Борис замер столбом среди образцов паркета. Затем тихо присвистнул. Не глядя на невесту, спросил:

– Ну и что тебе там сказали?

Он собрал образцы и аккуратно сложил их у двери. Вышел на кухню.

– Сказали, что это несложно. Можно не удочерять, а установить опекунство, – крикнула Маша вслед.

– Кальмары сгорели, – сообщил Борис и хлопнул холодильником. Вернулся с бутылкой минералки и сел на табуретку. Другой мебели в комнате не было. – И… ты… Я не понял, кто-то хочет ее удочерить? Кто-то из знакомых?

Маша некоторое время молча смотрела на него с застывшей улыбкой на лице. Приехали. Не думала, что все это будет так трудно.

– Я думала, что это должны сделать мы.

– Мы?!

– Мы с тобой.

– Нет, ты это серьезно? – Борис отхлебнул из бутылки. – Или это шутка? Как насчет брачного контракта? Я твой юмор не всегда понимаю, Мань.

– Я серьезно, – тихо и спокойно ответила Маша. Она вдруг почувствовала смертельную усталость. Сил не осталось пристраиваться к чужому настроению.

– Ну и как ты себе это представляешь?

Борис поставил бутылку на пол и воззрился на девушку. Вот теперь он был весь внимание. Маша знала наверняка, что сейчас он не пропустит ни слова.

– Милый, Алька – очень хорошая девочка, – проникновенно начала она. – С ней совсем не бывает хлопот. Тем более она такая преданная. Умная. Мы ее Профессором зовем – у нее память замечательная. Я ее читать в четыре года научила. Мы ходили по улицам, и она вывески читала. Малявка такая… А потом – она тихая совсем, ее и не слышно целыми днями.
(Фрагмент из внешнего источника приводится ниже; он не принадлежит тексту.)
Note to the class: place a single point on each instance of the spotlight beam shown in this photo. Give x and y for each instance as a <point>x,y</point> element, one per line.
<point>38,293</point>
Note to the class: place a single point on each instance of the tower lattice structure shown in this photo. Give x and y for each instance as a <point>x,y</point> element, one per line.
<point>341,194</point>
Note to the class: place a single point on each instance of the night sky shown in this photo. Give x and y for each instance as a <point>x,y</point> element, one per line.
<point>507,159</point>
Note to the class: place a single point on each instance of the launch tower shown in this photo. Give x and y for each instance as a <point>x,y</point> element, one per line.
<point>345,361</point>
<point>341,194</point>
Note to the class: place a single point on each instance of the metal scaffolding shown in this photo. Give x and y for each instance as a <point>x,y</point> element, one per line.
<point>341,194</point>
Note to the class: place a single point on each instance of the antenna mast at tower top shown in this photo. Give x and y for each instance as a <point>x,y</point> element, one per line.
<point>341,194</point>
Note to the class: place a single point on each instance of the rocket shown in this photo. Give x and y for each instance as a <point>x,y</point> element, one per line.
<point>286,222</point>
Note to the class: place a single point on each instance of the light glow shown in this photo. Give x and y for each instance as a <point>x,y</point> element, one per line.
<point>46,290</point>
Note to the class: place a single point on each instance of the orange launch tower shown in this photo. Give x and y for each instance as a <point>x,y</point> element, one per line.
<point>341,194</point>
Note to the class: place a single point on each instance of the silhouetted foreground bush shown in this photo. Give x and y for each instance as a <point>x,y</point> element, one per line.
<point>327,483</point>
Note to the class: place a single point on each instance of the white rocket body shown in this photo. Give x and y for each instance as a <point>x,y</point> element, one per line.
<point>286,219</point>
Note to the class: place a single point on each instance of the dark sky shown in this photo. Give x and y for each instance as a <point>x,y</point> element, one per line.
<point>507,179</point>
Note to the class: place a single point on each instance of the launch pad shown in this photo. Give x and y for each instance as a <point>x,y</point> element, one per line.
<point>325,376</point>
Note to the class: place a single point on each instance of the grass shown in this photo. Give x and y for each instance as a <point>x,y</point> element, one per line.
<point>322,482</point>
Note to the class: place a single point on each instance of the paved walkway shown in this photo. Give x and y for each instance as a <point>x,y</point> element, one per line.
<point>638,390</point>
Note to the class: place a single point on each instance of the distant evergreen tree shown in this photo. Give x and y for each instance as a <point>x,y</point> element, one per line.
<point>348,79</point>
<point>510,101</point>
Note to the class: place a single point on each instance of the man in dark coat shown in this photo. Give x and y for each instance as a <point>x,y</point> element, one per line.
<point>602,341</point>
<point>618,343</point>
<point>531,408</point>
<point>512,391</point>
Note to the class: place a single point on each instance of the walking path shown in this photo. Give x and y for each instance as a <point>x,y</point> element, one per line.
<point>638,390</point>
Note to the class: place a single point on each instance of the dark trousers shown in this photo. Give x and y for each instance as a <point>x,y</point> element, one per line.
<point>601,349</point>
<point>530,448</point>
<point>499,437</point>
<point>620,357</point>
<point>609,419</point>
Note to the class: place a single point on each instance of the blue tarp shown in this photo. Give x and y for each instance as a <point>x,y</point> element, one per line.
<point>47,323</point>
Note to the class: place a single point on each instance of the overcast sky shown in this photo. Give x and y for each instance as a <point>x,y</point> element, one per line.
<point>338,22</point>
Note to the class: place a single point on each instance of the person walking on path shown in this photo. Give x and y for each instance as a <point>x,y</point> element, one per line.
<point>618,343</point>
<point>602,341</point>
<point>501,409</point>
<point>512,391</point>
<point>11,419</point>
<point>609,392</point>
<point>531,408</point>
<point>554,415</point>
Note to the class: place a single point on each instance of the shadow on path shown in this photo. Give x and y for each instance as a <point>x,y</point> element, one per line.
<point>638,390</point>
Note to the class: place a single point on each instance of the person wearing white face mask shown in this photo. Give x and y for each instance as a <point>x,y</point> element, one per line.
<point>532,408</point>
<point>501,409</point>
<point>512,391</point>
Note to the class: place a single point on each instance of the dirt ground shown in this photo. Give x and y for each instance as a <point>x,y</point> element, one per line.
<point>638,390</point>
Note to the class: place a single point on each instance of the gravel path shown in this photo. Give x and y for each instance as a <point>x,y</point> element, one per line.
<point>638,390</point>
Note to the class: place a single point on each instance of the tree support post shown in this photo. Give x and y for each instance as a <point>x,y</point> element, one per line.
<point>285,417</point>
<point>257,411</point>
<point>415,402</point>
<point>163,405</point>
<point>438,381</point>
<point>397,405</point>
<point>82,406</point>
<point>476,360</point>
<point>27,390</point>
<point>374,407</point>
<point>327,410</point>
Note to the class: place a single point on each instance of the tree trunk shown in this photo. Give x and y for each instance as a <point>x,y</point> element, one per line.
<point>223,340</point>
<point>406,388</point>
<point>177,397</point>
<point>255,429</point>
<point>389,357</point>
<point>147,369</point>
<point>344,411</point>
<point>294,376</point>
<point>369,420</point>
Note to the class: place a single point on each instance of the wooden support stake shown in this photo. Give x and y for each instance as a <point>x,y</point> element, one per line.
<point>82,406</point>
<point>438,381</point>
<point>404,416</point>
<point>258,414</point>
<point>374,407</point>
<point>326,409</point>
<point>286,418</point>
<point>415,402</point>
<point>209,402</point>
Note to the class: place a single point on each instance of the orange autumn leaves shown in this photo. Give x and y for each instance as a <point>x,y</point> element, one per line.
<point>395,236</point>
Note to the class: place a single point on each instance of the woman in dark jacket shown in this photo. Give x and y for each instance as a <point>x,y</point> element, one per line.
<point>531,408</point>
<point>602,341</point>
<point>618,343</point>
– Тихая девочка, которая бродит по ночам с песнями по квартире. Представляю. – Борис произнес это вдохновенно, явно передразнивая Машу. Но она не обиделась.
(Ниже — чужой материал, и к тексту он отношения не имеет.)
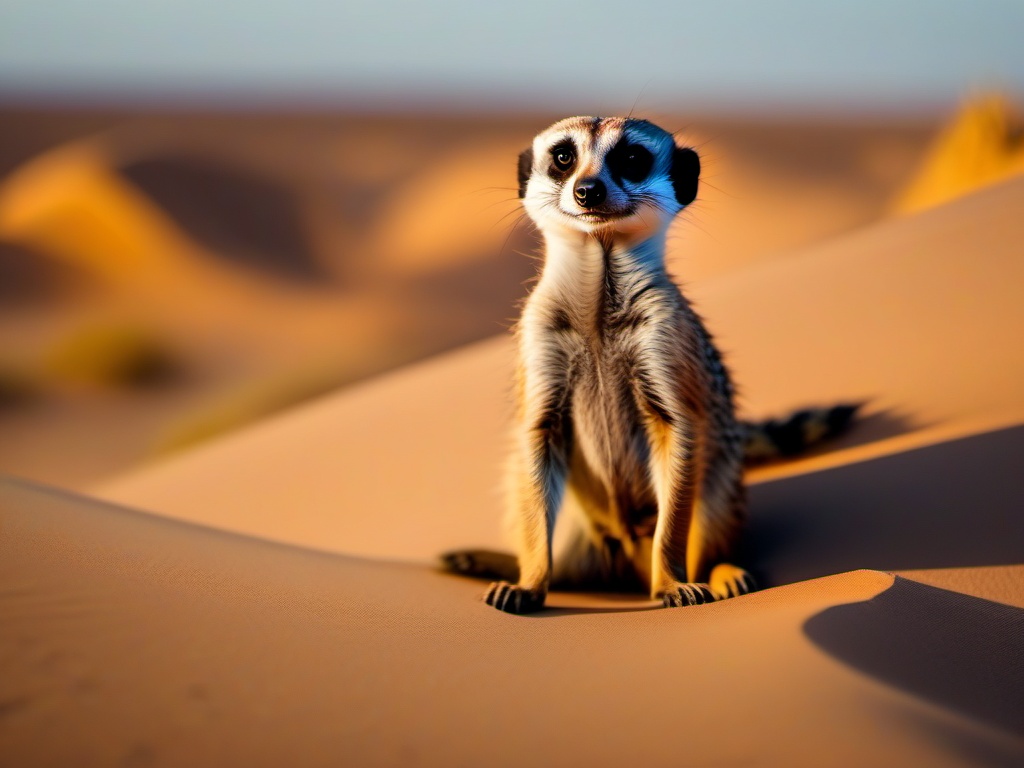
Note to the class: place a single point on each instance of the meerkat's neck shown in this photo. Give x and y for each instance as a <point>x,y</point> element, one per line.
<point>579,265</point>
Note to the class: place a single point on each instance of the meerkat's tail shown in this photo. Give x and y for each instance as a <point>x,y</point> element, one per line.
<point>783,438</point>
<point>481,563</point>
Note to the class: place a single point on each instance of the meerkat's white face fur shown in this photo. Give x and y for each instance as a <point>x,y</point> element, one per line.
<point>606,176</point>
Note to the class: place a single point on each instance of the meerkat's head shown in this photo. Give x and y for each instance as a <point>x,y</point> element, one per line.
<point>606,176</point>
– Глупости, – мягко сказала она. – Многие впечатлительные дети – лунатики. К двенадцати годам, возможно, это пройдет. Да это с ней редко бывало раньше. Просто смерть матери растревожила ее мир, и поэтому… Борис! Но это же так понятно.

– Может быть, тебе это и понятно. Но почему ты решаешь такие вещи, не посоветовавшись со мной? Ты не забыла, что собираешься замуж?

– Я не забыла. И я не решаю. Я пришла посоветоваться с тобой. Я почему-то была уверена в твоих… благородстве, щедрости… доброте… Ты… ты такой… – Маша поймала себя на мысли, что ищет в уме, какими же еще качествами наделить Бориса, и поняла, что унижается.

Она словно стала еще меньше ростом, а Борис от этого стал еще выше.

– Да не хочу я чужого ребенка в доме! – Борис вскочил с табуретки и принялся ходить от стены к стене. – Я к своим-то детям не готов пока, а ты мне навязываешь чужого. Уж если тебе хочется, чтобы я проявил щедрость, – я готов! Я отстегну любую, в разумных пределах, сумму, которую ты сама назовешь, на счет этого детского дома. Но детей оттуда к себе в дом не пущу. Извини!

И Борис ушел в спальню. Маша слышала, как под ним скрипнула раскладушка. Потом щелкнула зажигалка – он закурил.

«А ты чего ожидала? – Маша попыталась посмотреть на ситуацию объективно. – Что он захлебнется восторгом? Вполне естественная реакция. Ему нужно подумать. Вникнуть. А потом постепенно он свыкнется с этой идеей. Да, он станет прекрасным другом Альке. Наверняка».

Маша некоторое время постояла в гостиной одна, а потом тихонько двинулась вслед за Борисом.

Он сидел на раскладушке, выпуская дым в пустое пространство комнаты. Обои здесь были под шелк, с большими голубыми птицами. Маше они особенно нравились. Они выбирали их вместе.

Она пристроилась рядом с женихом. Прислонилась головой к его плечу.

– Борь, а если б у меня была сестра?

– Сестра, безусловно, жила бы с нами.

– Ну вот видишь? Алька и есть мне как сестра. Я ее с трех лет воспитываю пополам с Софьей Наумовной. Она очень мне дорога.